Overview of the Sample for the Three Accessibility Conditions
Note. WCAG = Web Content Accessibility Guidelines; NA = very low conformance; A = low conformance; AA = high conformance.
The study employed a one-factorial between-subjects design, in which a Web site was manipulated at three levels of WCAG 2.0 conformance: Level NA (very low conformance), Level A (low conformance), and Level AA (high conformance).
The Web Sites
Content and characteristics
The Web sites are based on a municipal Web site of a town in the country of Liechtenstein (www.eschen.li). This Web site is certified as AA according to WCAG 2.0. The Web site contains mainly text information, pictures, and a contact form. There is no multimedia content available, such as video (the Web cam and map function provided by the original Web site were removed for testing). Furthermore, the Web site is primarily based on html as well as CSS and contains little JavaScript. The size of the original Web site was slightly reduced (i.e., seven pages of no relevance for the present study were removed), and three copies of the Web site were made. The design of one Web site remained similar to the original corresponding to WCAG 2.0 Level AA. The two further copies were adapted according to Level A and Level NA (see Figure 1 for screenshots).

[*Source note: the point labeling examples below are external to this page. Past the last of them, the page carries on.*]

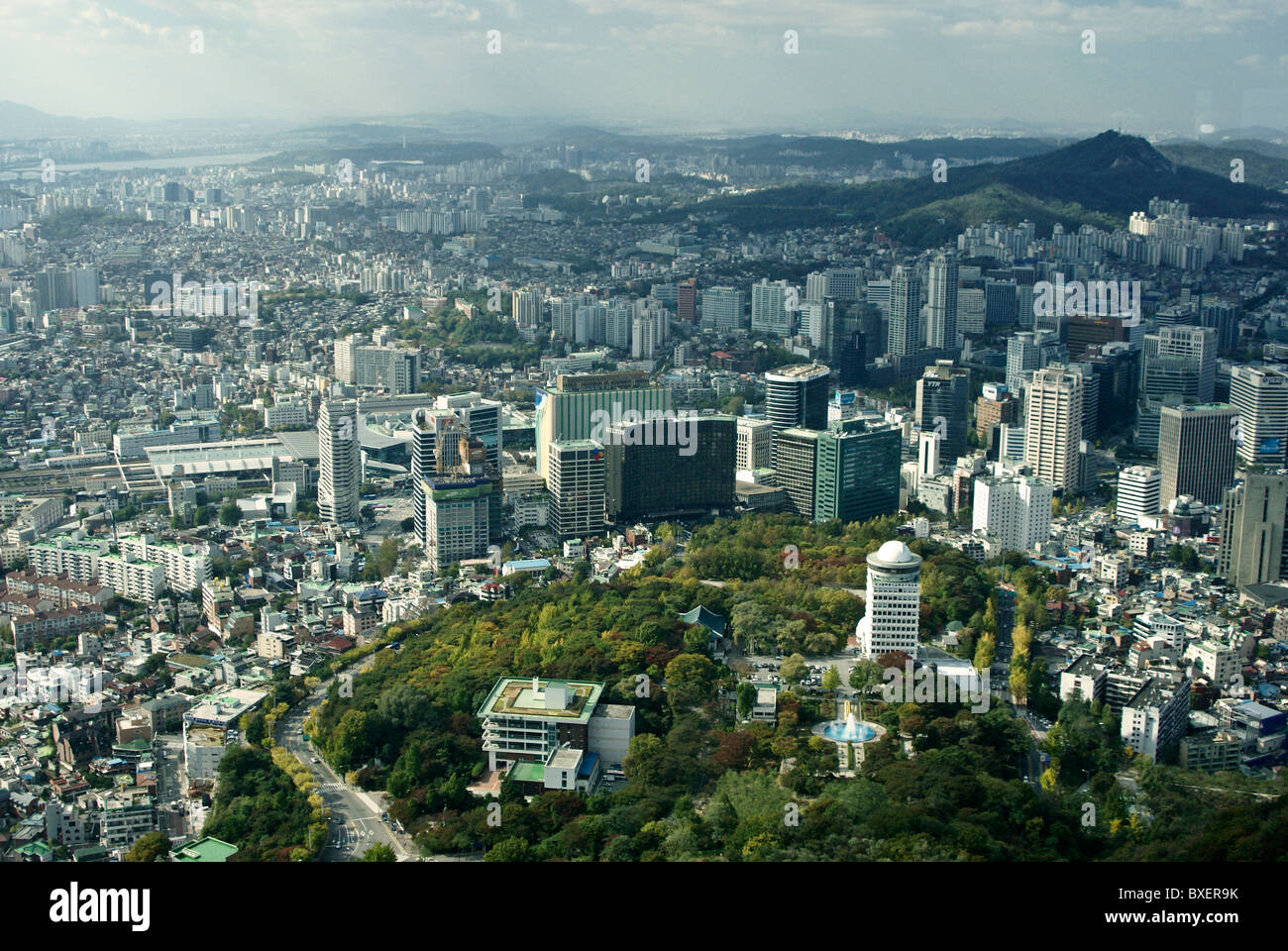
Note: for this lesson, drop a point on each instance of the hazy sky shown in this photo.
(1159, 64)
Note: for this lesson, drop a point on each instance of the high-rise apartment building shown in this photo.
(857, 471)
(905, 334)
(755, 444)
(1022, 356)
(1179, 361)
(797, 396)
(943, 393)
(1017, 509)
(1261, 396)
(893, 609)
(669, 467)
(570, 410)
(458, 517)
(1196, 451)
(769, 308)
(941, 303)
(721, 309)
(687, 300)
(339, 462)
(1052, 428)
(526, 308)
(1138, 492)
(795, 467)
(1252, 530)
(576, 483)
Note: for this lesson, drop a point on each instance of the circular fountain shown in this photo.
(849, 732)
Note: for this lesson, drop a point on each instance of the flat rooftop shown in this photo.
(513, 696)
(799, 371)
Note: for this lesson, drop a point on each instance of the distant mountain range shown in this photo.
(1098, 180)
(18, 121)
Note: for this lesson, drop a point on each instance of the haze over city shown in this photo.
(1159, 68)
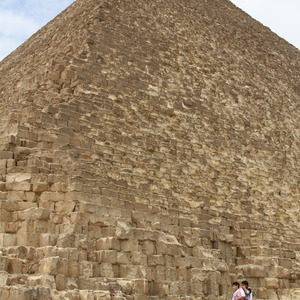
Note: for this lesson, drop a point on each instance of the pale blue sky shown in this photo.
(19, 19)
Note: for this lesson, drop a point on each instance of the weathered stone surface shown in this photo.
(150, 150)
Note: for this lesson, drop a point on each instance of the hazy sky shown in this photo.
(19, 19)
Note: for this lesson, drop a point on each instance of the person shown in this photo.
(247, 290)
(238, 293)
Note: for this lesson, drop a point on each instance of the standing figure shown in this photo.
(247, 290)
(238, 293)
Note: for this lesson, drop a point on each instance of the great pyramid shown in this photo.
(150, 150)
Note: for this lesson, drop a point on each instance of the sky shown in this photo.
(19, 19)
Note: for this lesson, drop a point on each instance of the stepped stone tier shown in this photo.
(150, 150)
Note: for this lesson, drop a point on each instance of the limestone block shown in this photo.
(132, 271)
(2, 166)
(154, 260)
(34, 213)
(40, 187)
(16, 196)
(139, 258)
(59, 187)
(61, 282)
(3, 276)
(65, 206)
(52, 196)
(272, 283)
(10, 163)
(122, 258)
(6, 155)
(73, 268)
(18, 177)
(149, 247)
(47, 239)
(140, 286)
(7, 240)
(109, 243)
(54, 266)
(46, 281)
(30, 196)
(66, 240)
(129, 245)
(4, 293)
(3, 262)
(102, 295)
(15, 265)
(18, 186)
(253, 271)
(86, 295)
(161, 248)
(285, 263)
(107, 256)
(86, 269)
(106, 270)
(262, 293)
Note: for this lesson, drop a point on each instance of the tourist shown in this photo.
(239, 293)
(247, 290)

Screenshots of the home page of the Web sites used for testing (top, Level AA [high conformance]; bottom, Level NA [very low conformance]).
Web Site Manipulation
Several steps were taken to obtain manipulations corresponding to Level A and Level NA. First we had initial discussions with three accessibility experts about success criteria relevant to practitioners and possible manipulations of the Web site. These experts were Web developers with several years of work experience in accessibility and design and members of the nonprofit organization Access for All. Access for All is the competence center for accessibility in Switzerland and offers a certification of Web sites according to WCAG 2.0. Second, we aimed to identify frequent violations of WCAG 2.0 recommendations by reviewing the literature and the document Understanding WCAG 2.0 (Cooper, Kirkpatrick, & O Connor, 2014) and by screening 500 municipal Web sites. This process resulted in 10 Web sites’ characteristics being chosen that were considered relevant for the present study. For the A Web site, the following characteristics were manipulated: contrast, text alignment, precision of link description, appropriateness of headings, focus visibility, number of section headings, and consistency in link style. Additionally, the following characteristics were manipulated for the NA Web site: precision of form description, focus order, and error identification (see the appendix for details). Third, we had repeated discussions with the experts on how to adapt and implement common failures in Web sites for the low and very low accessibility conditions. Note that the chosen criteria were considered to be typical accessibility characteristics of particular relevance based on earlier empirical work (e.g., Freire, Petrie, & Power, 2011; Power et al., 2012; Rello, Kanvinde, & Baeza-Yates, 2012; Ruth-Janneck, 2011). A further reason for choosing these criteria was that most of the criteria were of general relevance because it has been shown that they also provide benefits to other user groups, such as older users (e.g., Chadwick-Dias et al., 2003; Johnson & Kent, 2007; Kurniawan & Zaphiris, 2005; Nayak, Priest, Stuart-Hamilton, & White, 2006; Sayago, Camacho, & Blat, 2009).
Manipulation Check
In order to validate the manipulations of the Web sites, we did additional testing by using a synchronous remote method (using screen-sharing technology called TeamViewer; cf. Andreasen, Nielsen, Schrøder, & Stage, 2007; Dray & Siegel, 2004). In a two-factorial between-subjects design, 55 users without visual impairments (age, M = 45.1, SD = 14.8, range = 22–71) and 55 users with visual impairments (i.e., a maximum eyesight of 20% on the better eye; age, M = 45.9, SD = 13.8, range = 22–73) used the three Web sites. The sample of visually impaired users included 38 (69%) users who were blind and 17 (31%) users with impaired eyesight. All of the blind users employed screen-reading software or a combination of a screen reader with a braille keyboard (65%). All of the 17 users with impaired eyesight used assistive tools. One user used only a screen reader, nine users used only a screen magnifier, three users used a screen reader in combination with a screen magnifier, and four users reported that they used an assistive tool without specifying it. Each participant completed five information search tasks on one of three Web sites (NA, A, or AA) and provided subjective ratings afterward. The tasks were similar to those used in the present study (see Table 2). The subjective ratings had two aims: to determine whether the created Web sites were reasonable and to verify whether the accessibility manipulations benefited people with disabilities (i.e., visual impairments).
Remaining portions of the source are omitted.